Excrescent -t in Amongst and Whilst Part I

Some writers prefer to use amongst and whilst to among and while. I'm not sure what drives this preference (do the -st forms sound more formal to some?), but the -t in these forms doesn't mean anything. The -s on the other hand is our old friend the adverbial genitive.

The -t is what historians of the English language call an excrescent -t. Excrescent means "superfluous outgrowth". A famous example of an excrescent -t is that in the word varmint, which is a dialectal form of vermin with a characteristically southern English lowering of er to ar (seen also in the development of varsity from university, and parson from person) and a final -t that means nothing whatever but is a mere outgrowth from the previous consonant [n].
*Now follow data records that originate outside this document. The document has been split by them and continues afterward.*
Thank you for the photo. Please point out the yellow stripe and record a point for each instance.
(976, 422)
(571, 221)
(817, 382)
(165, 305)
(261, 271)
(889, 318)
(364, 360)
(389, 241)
Excrescent -t tends to develop after n and s. This is because, in forming the sounds [n] and [s], the tongue is already in a convenient position to produce a [t]. This is what's known as an intrusive homorganic plosive. "Homorganic" because the sounds [n] and [t] are produced with the tongue in exactly the same position (on the alveolar ridge just behind the top front teeth); a "plosive" is "a consonant sound made when a complete closure in the vocal tract is suddenly released" (David Crystal, An Encyclopedic Dictionary of Language and Languages). So by the time your tongue is in place to sound an [n], why not do a bit more and sound a [t], too? (The plosive consonants in English are, by the way, [p], [b], [k], [g], [d] and [t]).

Intrusive homorganic plosives are among my favourite phonological phenomena. The word mushroom, for instance, was sometimes spelled (and presumably pronounced) in the 16th and 17th centuries with a final [p], as in the forms moshrump, moushrimpe, mushrompe, and even mushrumpt (two excrescences for the price of one!).